Si la durée de vie est génétiquement déterminée, il est logique de supposer l’existence d’une horloge interne qui, d’une certaine manière, mesure le temps et contrôle le processus de vieillissement. En l’absence d’influences écologiques, cette horloge finit par déterminer la mort comme la dernière étape d’un programme fixe. Cette dernière étape peut également consister en une longue succession de processus différents – le vieillissement en soi. L’horloge elle-même doit être capable de surveiller l’âge physiologique plutôt que l’âge chronologique, qui devrait bien sûr être le principal déterminant de la durée de vie.

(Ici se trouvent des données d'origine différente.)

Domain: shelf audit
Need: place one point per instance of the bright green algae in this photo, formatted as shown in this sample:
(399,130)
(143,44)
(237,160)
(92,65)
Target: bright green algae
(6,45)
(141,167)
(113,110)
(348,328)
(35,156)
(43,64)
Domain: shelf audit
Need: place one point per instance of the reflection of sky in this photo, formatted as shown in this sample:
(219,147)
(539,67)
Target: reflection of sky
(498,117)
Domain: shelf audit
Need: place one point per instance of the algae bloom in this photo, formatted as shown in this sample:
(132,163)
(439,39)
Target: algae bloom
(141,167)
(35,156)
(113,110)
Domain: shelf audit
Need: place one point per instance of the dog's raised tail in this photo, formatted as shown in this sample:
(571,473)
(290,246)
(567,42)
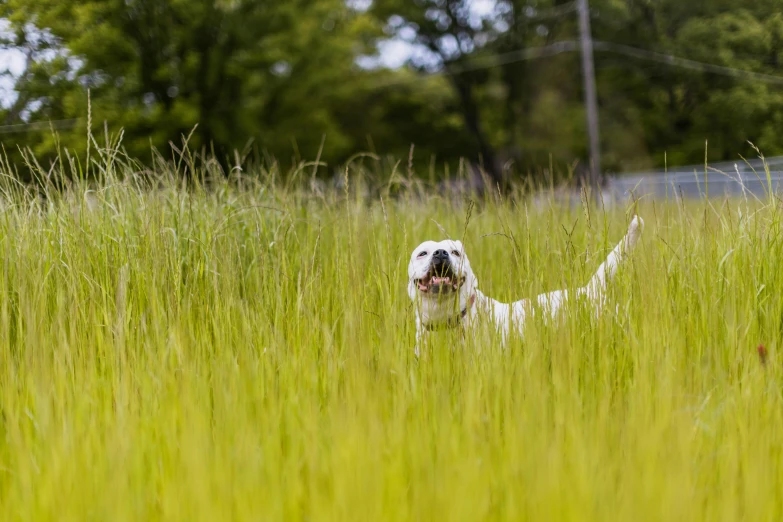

La question est donc de savoir ce qui fait « tic-tac » de cette horloge. Il existe un grand nombre de théories sur ce qui contrôle les processus de vieillissement (tableau 1), mais aucune d’entre elles ne permet de déterminer facilement si le phénomène est l’horloge elle-même ou un mécanisme subsidiaire qui est contrôlé par l’horloge. Ce dernier pourrait être très différent dans différents organismes, alors que l’horloge elle-même devrait avoir une structure assez similaire pour tous les organismes.

Tableau 1

Théories du vieillissement
Effets de l’usure Après un certain temps, l’organisme vivant devient « inutilisable », cesse de fonctionner et meurt. (Les théories suivantes peuvent être résumées sous cette théorie générale.)
Détérioration de la fonction immunitaire La détérioration de la fonction immunitaire entraîne la maladie et la mort. Le vieillissement peut représenter une détérioration de la capacité immunitaire.
Mutation somatique Les dommages accumulés aux composants cellulaires entraînent une altération de la fonction cellulaire. Le vieillissement peut représenter des dommages cellulaires accumulés au niveau moléculaire.
Radicaux libres Les radicaux libres oxydatifs, hautement réactifs, endommagent les composants cellulaires. Le vieillissement peut représenter des dommages accumulés par les radicaux libres.
La réticulation des macromolécules Des liaisons chimiques anormales se forment entre les structures cellulaires et les composants cellulaires, tels que le collagène, et entraînent une altération de la fonction cellulaire. Le vieillissement peut représenter des dommages accumulés dans les macromolécules.
Causes métaboliques L’épuisement métabolique entraîne la détérioration de l’organisme. Le vieillissement peut représenter un épuisement métabolique.
Capacité restreinte des cellules à se diviser, spécifique à l’espèce Cette théorie est basée sur l’observation que les cellules normales en culture tissulaire ne se divisent qu’un nombre défini de fois, puis meurent.
Théorie du programme génétique La durée de vie conclue par la mort est une caractéristique génétiquement déterminée.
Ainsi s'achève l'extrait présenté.